Scientists were somewhat upset at an orange earlier this month when for some bizarre reason it turned purple. Now, after some digging, we have an answer to this mystery and it comes down to a family of pigments called anthocyanins- some Twitter users and IFLScience commentators confirmed this theory.
Queensland Health investigated the bizarre incident when it flagged Brisbane resident Neti Moffitt, a mother of two, and the fruit purifier in question. The staff took sharp samples of oranges as well as knives and knives for their study at the Forensic and Scientific Services (FSS) laboratory at Cooper Plane in South Brisbane.
ABC News reports the most anticipated results of that analysis were published; the reason for the colorlessness was to confirm a reaction between the naturally occurring anthocyanins of the orange and the traces of metals (iron and/or others) from the fresh sharp knife.
Queensland chief chemist Stewart Carswell told ABC News, “We kept oranges through a variety of chemical and instrumental tests including general chemical spot tests, liquid chromatography high-resolution mass spectrometers, inductively combined plasma mass spectrometry, and UV-visible spectrum-related metals, natural and synthetic dyes and pigments, insects Pollutants.”

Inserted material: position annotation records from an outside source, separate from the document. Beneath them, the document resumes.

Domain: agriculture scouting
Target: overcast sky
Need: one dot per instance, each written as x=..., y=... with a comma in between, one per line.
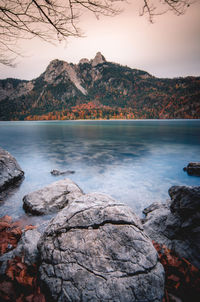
x=170, y=47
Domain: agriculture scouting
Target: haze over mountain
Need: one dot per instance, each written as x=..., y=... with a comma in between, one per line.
x=98, y=89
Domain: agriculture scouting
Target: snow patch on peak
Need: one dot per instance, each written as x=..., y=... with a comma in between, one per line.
x=99, y=59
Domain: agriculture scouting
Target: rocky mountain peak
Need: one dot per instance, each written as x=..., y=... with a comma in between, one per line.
x=99, y=59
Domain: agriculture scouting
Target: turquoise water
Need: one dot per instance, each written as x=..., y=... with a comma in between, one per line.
x=134, y=161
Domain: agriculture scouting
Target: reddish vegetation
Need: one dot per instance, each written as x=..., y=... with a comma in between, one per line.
x=20, y=282
x=10, y=234
x=182, y=279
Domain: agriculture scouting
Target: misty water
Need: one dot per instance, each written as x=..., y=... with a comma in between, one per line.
x=134, y=161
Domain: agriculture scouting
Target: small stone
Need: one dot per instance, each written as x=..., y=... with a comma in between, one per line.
x=10, y=171
x=51, y=198
x=193, y=168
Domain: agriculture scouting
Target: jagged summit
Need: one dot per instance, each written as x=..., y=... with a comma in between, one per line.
x=98, y=89
x=98, y=59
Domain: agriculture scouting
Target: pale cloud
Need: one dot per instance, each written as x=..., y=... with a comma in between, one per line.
x=168, y=48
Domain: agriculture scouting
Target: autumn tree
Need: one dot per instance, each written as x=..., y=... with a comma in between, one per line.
x=52, y=20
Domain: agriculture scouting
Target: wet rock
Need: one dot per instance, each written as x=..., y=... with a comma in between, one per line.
x=51, y=198
x=18, y=271
x=10, y=171
x=177, y=224
x=182, y=279
x=95, y=250
x=57, y=172
x=10, y=234
x=27, y=246
x=193, y=168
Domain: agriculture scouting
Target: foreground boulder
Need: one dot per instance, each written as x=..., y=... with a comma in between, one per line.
x=193, y=169
x=51, y=198
x=176, y=224
x=10, y=171
x=95, y=250
x=18, y=262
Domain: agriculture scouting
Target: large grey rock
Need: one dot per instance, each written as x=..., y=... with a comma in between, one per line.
x=177, y=223
x=95, y=250
x=10, y=171
x=193, y=168
x=51, y=198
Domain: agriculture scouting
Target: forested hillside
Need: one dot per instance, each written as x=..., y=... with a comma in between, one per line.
x=98, y=89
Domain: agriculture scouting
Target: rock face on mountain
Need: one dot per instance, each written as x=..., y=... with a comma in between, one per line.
x=176, y=224
x=95, y=250
x=66, y=91
x=193, y=169
x=51, y=198
x=10, y=171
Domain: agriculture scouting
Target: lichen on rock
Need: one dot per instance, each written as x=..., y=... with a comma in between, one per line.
x=95, y=250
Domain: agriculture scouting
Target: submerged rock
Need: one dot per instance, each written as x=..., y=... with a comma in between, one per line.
x=10, y=171
x=193, y=168
x=51, y=198
x=95, y=250
x=57, y=172
x=176, y=224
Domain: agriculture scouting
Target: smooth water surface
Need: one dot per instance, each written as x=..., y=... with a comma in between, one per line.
x=134, y=161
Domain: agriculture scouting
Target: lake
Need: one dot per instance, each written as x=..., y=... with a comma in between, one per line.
x=136, y=162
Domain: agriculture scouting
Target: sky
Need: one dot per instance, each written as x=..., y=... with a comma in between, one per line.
x=170, y=47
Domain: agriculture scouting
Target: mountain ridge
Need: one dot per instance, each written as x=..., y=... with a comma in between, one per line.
x=97, y=89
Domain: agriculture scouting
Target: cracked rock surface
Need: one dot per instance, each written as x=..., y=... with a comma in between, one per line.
x=10, y=171
x=176, y=224
x=51, y=198
x=95, y=250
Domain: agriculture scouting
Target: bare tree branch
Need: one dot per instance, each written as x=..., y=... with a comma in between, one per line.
x=53, y=20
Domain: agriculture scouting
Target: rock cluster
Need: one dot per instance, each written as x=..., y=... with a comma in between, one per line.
x=95, y=250
x=18, y=267
x=52, y=198
x=176, y=224
x=193, y=169
x=10, y=171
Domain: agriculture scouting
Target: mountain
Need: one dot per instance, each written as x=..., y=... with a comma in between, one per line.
x=98, y=89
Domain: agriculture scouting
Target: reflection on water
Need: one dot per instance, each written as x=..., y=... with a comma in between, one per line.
x=134, y=161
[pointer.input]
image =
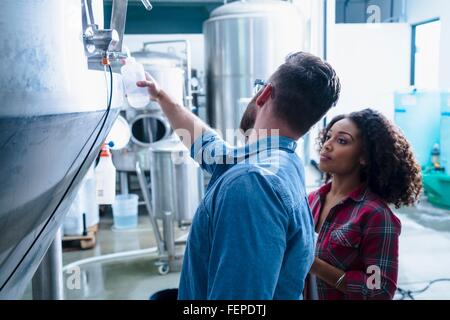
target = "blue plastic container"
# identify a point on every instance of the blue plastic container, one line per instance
(418, 114)
(445, 131)
(125, 211)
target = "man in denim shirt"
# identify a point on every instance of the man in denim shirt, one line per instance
(252, 235)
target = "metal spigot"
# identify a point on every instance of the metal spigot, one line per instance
(105, 42)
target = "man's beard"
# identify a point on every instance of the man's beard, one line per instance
(249, 117)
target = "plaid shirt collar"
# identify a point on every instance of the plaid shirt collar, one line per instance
(357, 195)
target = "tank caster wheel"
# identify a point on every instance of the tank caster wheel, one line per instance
(163, 269)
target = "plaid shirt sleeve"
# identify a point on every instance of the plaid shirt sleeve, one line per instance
(379, 246)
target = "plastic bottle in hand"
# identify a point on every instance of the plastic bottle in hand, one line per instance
(133, 72)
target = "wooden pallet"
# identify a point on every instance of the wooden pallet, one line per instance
(82, 242)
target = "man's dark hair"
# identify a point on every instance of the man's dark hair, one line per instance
(305, 88)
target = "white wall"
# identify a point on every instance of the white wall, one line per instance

Interpreted as a description of the certificate of analysis sent to Moffitt, the chemists began by extracting purple pigment from the sample using water and ethanol solutions. They found that as the pH level of the extract increased, its color changed from pink to blue to greenish-yellow, which is characteristic of anthocyanins. Also, both anthocyanins and extracts are characterized by a maximum absorption of approximately 573 nanometers. The department emphasizes,
Anthocyanins are “not known to represent any risk to human health.” In fact, they combine the red and purple hues of autumn leaves, the purple hues of some flowers, and the red, blue, and purple shades of several popular dishes, including eggplant, red cabbage and sweet potatoes. These are naturally present in oranges, although more common in orange blood than in any other blood. As seen here, Anthocyanins levels may raise during cold storage and the pigment may become colorless and purple on contact with iron.
Colorless regions were analyzed in Moffitt’s sample and appear to be above the normal concentration of iron and other metallic elements. The analysis explains this theory was confirmed when chemists treated a piece of unbleached orange with iron – “it created such an intense blue color in the sample of the complaint.” Honestly, as Moffitt revealed on ABC News, her husband sharpened the knife just a couple of nights after the incident.
Although it is a perfectly safe and natural reaction, purple orange is still extremely rare. Moffitt added, “Surprisingly, I think the main thing I’m feeling right now is that it happened and it’s still very rare.” “It simply came to our notice then.